Although beachfront property owners have managed to convince the Legislature several times to whittle away at parts of the 1988 Beachfront Management Act, the no-new-sea walls policy has remained intact. But as Columbia’s State newspaperreports, a handful of North Carolinians who own property on Georgetown County’s exclusive DeBordieu Beach are now making an audacious effort to emasculate the law — and at least three members of the board of the Department of Health and Environmental Control are aiding their effort.

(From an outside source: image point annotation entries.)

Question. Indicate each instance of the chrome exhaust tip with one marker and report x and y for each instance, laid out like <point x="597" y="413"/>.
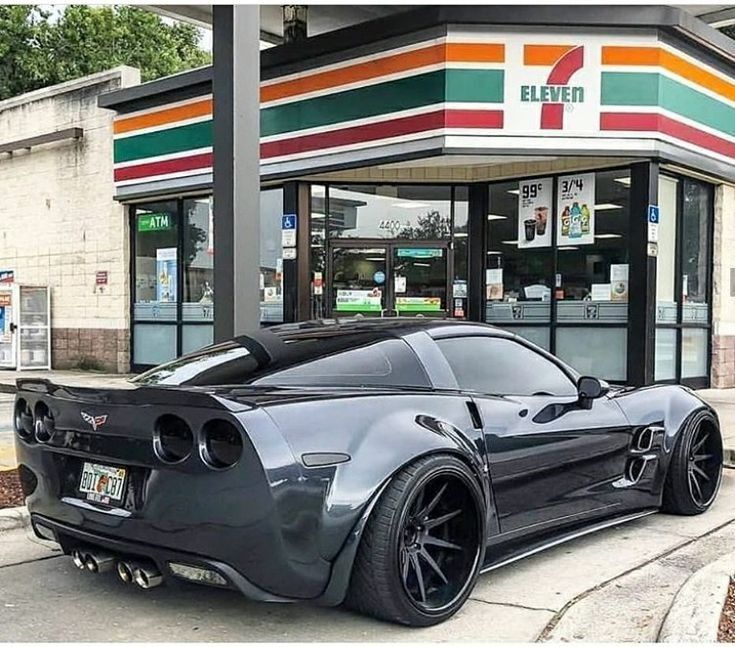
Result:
<point x="78" y="558"/>
<point x="99" y="562"/>
<point x="125" y="571"/>
<point x="147" y="577"/>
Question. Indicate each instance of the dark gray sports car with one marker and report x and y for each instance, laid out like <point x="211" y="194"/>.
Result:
<point x="383" y="463"/>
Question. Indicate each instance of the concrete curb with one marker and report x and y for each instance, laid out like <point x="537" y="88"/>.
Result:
<point x="694" y="615"/>
<point x="12" y="518"/>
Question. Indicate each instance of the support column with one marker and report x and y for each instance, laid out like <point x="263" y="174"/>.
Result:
<point x="236" y="83"/>
<point x="294" y="22"/>
<point x="477" y="237"/>
<point x="641" y="276"/>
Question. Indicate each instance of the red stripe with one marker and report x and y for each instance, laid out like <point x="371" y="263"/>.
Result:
<point x="383" y="130"/>
<point x="643" y="121"/>
<point x="552" y="114"/>
<point x="201" y="161"/>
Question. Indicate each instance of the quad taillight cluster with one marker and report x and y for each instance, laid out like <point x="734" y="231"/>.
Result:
<point x="35" y="424"/>
<point x="218" y="442"/>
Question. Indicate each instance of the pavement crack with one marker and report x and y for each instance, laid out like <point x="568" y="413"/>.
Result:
<point x="558" y="615"/>
<point x="511" y="604"/>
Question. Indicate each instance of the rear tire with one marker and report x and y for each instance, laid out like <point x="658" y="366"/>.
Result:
<point x="695" y="470"/>
<point x="423" y="545"/>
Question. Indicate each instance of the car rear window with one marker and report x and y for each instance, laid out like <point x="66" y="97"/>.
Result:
<point x="303" y="360"/>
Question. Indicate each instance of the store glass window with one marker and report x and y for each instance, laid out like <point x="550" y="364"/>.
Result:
<point x="518" y="275"/>
<point x="695" y="270"/>
<point x="271" y="256"/>
<point x="460" y="287"/>
<point x="683" y="268"/>
<point x="156" y="282"/>
<point x="197" y="308"/>
<point x="318" y="253"/>
<point x="417" y="212"/>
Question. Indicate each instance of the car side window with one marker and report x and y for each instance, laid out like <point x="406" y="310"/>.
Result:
<point x="502" y="366"/>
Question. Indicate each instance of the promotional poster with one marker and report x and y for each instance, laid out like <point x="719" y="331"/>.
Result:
<point x="576" y="209"/>
<point x="534" y="213"/>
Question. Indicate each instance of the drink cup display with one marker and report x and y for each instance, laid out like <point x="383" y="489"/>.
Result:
<point x="542" y="216"/>
<point x="530" y="226"/>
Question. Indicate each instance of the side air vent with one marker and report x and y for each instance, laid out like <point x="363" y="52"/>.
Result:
<point x="643" y="439"/>
<point x="44" y="425"/>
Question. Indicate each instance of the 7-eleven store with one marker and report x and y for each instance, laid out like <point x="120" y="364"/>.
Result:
<point x="571" y="182"/>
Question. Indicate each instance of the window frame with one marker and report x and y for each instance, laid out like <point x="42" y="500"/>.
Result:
<point x="566" y="371"/>
<point x="699" y="381"/>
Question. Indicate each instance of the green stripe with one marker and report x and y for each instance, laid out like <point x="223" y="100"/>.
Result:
<point x="402" y="94"/>
<point x="651" y="89"/>
<point x="164" y="142"/>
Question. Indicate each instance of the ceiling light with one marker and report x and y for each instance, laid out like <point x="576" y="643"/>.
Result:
<point x="410" y="205"/>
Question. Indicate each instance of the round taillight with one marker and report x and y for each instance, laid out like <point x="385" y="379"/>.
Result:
<point x="44" y="425"/>
<point x="23" y="419"/>
<point x="220" y="444"/>
<point x="172" y="439"/>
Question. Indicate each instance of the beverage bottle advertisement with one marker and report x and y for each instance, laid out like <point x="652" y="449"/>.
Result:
<point x="534" y="213"/>
<point x="576" y="209"/>
<point x="166" y="274"/>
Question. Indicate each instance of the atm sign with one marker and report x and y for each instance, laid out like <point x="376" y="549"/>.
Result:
<point x="155" y="222"/>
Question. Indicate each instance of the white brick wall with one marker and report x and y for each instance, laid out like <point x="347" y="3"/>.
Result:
<point x="58" y="222"/>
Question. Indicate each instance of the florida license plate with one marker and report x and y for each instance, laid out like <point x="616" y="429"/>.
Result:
<point x="103" y="484"/>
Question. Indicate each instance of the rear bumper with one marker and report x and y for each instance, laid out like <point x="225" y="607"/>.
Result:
<point x="69" y="538"/>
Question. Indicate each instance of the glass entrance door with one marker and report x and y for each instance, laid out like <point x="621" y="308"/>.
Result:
<point x="393" y="279"/>
<point x="358" y="280"/>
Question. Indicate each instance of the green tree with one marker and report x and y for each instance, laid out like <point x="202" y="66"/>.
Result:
<point x="36" y="51"/>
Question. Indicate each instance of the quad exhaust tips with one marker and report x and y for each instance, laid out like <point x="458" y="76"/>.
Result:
<point x="146" y="576"/>
<point x="95" y="561"/>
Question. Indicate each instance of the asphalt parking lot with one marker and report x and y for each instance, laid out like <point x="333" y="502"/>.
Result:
<point x="616" y="585"/>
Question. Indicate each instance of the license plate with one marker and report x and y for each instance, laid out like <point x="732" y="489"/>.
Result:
<point x="103" y="484"/>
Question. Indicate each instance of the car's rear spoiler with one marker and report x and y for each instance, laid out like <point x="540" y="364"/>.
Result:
<point x="126" y="393"/>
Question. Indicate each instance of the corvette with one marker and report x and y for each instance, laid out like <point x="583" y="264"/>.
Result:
<point x="382" y="463"/>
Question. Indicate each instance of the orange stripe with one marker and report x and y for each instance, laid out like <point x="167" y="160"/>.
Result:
<point x="544" y="54"/>
<point x="432" y="55"/>
<point x="672" y="63"/>
<point x="163" y="117"/>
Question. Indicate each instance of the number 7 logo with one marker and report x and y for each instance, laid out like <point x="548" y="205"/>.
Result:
<point x="565" y="61"/>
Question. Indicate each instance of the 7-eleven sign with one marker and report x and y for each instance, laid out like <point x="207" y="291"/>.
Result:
<point x="552" y="87"/>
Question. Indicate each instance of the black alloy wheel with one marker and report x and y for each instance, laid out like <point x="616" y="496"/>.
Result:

Seven property owners had a contractor install sandbags in front of their property after a 2020 hurricane, piling them six bags across and six bags high. And they left them there. When regulators at DHEC ordered the bags removed, the property owners enlisted Coastal Carolina University professor Paul Gayes to propose an “experiment” to see what happened if the sandbags were buried under more sand — essentially transforming what are supposed to be temporary emergency protective devices into an illegal sea wall in front of the failing 1980 sea wall that was grandfathered in by the 1988 law.

Regulators rejected the idea, noting that the sandbags are there illegally and state law prohibits burying sandbags and erecting new sea walls; they also said the sandbag wall could threaten nesting sea turtles. A few days before Christmas, a DHEC committee voted to ignore its staff and instead have the full DHEC board hear the property owners’ appeal this month. The hearing is scheduled for Jan. 13.